Non perché cancellino le difficoltà della vita, ma perché ci aiutano ad affrontarle con uno spirito diverso. La cultura non risolve i problemi, ma offre strumenti per comprenderli, crea legami, alimenta la curiosità e ci restituisce il senso di appartenere a una comunità.
È questo, credo, il significato più profondo delle iniziative che promuove la Dante Alighieri: offrire occasioni di incontro in cui le persone possano ritagliarsi uno spazio lontano dalla frenesia quotidiana, riscoprendo il piacere della bellezza, della conoscenza e delle relazioni umane.
La serata dedicata alla Festa della Musica ne è stata una splendida testimonianza. In un luogo ricco di storia e fascino come Villa dei Papiri, la musica è diventata un linguaggio capace di unire persone.

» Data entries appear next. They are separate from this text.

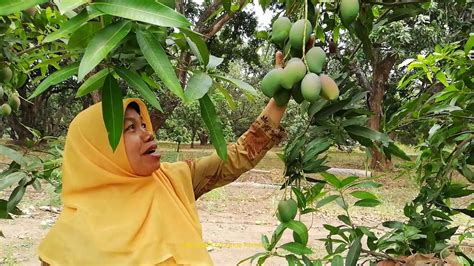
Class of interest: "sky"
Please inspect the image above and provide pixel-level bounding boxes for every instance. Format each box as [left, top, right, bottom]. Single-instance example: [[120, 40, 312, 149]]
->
[[193, 0, 273, 30]]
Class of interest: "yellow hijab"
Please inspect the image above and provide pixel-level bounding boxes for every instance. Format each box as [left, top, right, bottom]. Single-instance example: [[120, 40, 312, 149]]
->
[[38, 99, 212, 265]]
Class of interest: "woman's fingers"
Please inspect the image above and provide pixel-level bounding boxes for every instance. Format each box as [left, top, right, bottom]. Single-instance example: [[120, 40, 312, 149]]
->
[[275, 51, 283, 67], [306, 35, 315, 52]]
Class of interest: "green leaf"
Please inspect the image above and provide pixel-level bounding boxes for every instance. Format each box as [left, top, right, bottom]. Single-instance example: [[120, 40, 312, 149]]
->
[[55, 0, 90, 14], [115, 68, 163, 113], [237, 252, 268, 266], [0, 172, 26, 191], [331, 255, 344, 266], [291, 187, 306, 209], [269, 223, 287, 250], [316, 195, 339, 208], [345, 237, 362, 266], [344, 125, 391, 144], [351, 190, 377, 199], [303, 139, 332, 164], [215, 75, 257, 95], [184, 72, 212, 101], [337, 214, 352, 226], [436, 71, 449, 87], [0, 0, 47, 16], [222, 0, 232, 12], [206, 55, 224, 69], [214, 82, 237, 110], [321, 172, 342, 188], [7, 186, 26, 212], [78, 20, 132, 80], [137, 31, 185, 100], [28, 63, 79, 100], [341, 176, 359, 187], [43, 9, 102, 43], [350, 181, 382, 188], [199, 95, 227, 161], [354, 199, 381, 207], [67, 22, 102, 50], [102, 74, 123, 151], [0, 145, 26, 166], [76, 68, 109, 97], [180, 28, 209, 66], [278, 242, 313, 255], [382, 221, 403, 229], [92, 0, 191, 27], [377, 5, 424, 25], [464, 32, 474, 55]]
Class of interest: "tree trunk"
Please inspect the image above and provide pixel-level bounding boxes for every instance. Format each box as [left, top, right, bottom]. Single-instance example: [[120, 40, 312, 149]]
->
[[150, 0, 246, 132], [198, 132, 209, 145], [368, 54, 397, 170], [191, 130, 196, 149]]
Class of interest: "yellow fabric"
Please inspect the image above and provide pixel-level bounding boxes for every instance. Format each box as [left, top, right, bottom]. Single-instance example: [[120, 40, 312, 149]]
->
[[38, 99, 212, 265]]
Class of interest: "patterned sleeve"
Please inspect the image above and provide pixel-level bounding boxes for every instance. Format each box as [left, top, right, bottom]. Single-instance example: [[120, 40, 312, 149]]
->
[[187, 116, 286, 199]]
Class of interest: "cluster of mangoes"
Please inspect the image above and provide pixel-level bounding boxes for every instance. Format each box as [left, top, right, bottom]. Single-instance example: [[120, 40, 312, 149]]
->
[[261, 17, 339, 106], [0, 85, 20, 116]]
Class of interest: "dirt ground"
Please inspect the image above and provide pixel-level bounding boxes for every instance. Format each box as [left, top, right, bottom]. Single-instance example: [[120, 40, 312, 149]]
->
[[0, 169, 472, 265]]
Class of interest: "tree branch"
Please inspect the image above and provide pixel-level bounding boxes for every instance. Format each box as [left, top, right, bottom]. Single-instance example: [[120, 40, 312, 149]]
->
[[362, 0, 429, 6], [360, 249, 405, 263]]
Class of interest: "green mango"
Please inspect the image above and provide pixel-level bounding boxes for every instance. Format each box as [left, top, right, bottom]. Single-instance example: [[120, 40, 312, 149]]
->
[[272, 17, 291, 44], [290, 19, 313, 50], [301, 73, 321, 103], [319, 74, 339, 101], [292, 221, 308, 246], [291, 82, 304, 104], [0, 103, 12, 115], [261, 68, 283, 98], [339, 0, 359, 25], [273, 89, 291, 107], [278, 199, 298, 223], [0, 66, 13, 83], [8, 94, 20, 112], [306, 47, 326, 74], [280, 58, 306, 90]]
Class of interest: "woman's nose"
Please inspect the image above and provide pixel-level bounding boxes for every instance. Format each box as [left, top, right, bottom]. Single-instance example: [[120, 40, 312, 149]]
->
[[145, 130, 155, 142]]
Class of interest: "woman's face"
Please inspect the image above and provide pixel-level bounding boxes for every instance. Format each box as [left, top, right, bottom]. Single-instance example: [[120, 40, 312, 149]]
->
[[123, 107, 161, 176]]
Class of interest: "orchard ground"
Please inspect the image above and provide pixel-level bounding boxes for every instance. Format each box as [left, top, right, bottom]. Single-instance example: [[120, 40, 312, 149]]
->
[[0, 143, 474, 265]]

Un sentito ringraziamento va a Cristina Gianino, al pianoforte, e Paola Caldarella, al sassofono, che con la loro sensibilità artistica ci hanno accompagnato in un viaggio musicale intenso e coinvolgente, attraverso canzoni tradizionali della musica italiana dei decenni passati e musiche più contemporanee come le melodie di Ludovico Einaudi o di Hans Zimmer con i suoi Pirati dei Caraibi. Il loro concerto ci ha ricordato che, a volte, la cura più preziosa consiste semplicemente nel concedersi il tempo di ascoltare, emozionarsi e condividere un momento di autentica bellezza.